We can now use Sawmill’s stock traversals like SelfAndDescendants and Rewrite to work with terms. For example, here’s a method which finds all of the variables mentioned in a term.

public static IEnumerable<string> Variables(this Term term)
    => term
        .SelfAndDescendants()
        .OfType<Variable>()
        .Select(v => v.Name)
        .Distinct();

Here’s a method which writes out a term as a string (and a corresponding one for Rules).

abstract class Term
{
    // ...
    public override string ToString()
        => this.Fold<Term, string>((childStrings, x) =>
        {
            switch (x)
            {
                case Predicate p:
                    return p.Name + "(" + string.Join(", ", childStrings.ToArray()) + ")";
                case Variable v:
                    return v.Name;
                case Atom a:
                    return a.Value;
                default:
                    throw new Exception("unknown term");
            }
        });
}
class Rule
{
    // ...
    public override string ToString()
        => Head + (
            Body.Length == 0
                ? ""
                : " :- " + string.Join(", ", Body.Select(x => x.ToString()))
        ) + ".";
}

As an exercise, you could try extending this abstract syntax (and ToString) to support numbers.

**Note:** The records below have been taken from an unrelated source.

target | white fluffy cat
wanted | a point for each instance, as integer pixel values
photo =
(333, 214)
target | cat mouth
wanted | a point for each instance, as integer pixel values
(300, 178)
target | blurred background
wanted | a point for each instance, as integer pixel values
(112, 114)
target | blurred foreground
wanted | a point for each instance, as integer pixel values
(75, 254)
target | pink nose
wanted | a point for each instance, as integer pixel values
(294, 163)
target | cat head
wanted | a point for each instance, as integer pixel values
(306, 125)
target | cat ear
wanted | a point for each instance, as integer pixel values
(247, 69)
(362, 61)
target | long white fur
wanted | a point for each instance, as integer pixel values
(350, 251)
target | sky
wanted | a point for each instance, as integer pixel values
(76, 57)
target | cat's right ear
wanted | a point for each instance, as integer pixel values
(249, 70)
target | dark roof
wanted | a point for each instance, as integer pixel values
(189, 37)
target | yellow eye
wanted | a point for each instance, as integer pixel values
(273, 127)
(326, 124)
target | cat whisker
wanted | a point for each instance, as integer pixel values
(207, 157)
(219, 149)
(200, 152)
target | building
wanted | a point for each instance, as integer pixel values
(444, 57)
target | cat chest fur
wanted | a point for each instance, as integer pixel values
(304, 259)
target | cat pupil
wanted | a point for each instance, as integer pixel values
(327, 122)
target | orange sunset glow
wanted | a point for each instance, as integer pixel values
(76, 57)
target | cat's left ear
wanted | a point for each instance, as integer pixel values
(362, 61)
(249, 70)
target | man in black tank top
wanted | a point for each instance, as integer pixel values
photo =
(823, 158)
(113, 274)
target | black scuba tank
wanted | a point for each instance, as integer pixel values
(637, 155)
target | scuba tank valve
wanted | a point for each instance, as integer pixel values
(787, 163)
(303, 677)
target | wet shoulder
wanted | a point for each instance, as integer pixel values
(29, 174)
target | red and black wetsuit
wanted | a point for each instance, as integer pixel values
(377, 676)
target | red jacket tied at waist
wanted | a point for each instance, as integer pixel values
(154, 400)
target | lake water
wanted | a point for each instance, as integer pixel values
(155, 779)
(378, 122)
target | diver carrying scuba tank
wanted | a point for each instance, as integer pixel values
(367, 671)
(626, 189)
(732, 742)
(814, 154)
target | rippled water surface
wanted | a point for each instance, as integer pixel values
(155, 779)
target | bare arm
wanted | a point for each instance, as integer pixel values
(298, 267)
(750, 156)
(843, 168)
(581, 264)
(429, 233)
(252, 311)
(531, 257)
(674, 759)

And a quick test of our last example:

static void Main(string[] args)
{
    var rule = new Rule(
        head: new Predicate(
            name: "last",
            args: new[]
            {
                new Predicate("cons", new[] { new Variable("X"), new Variable("Xs") }),
                new Variable("Y")
            }
        ),
        body: new[]
        {
            new Predicate("last", new[] { new Variable("Xs"), new Variable("Y") })
        }
    );

    Console.WriteLine(rule.ToString());
    // prints out last(cons(X, Xs), Y) :- last(Xs, Y).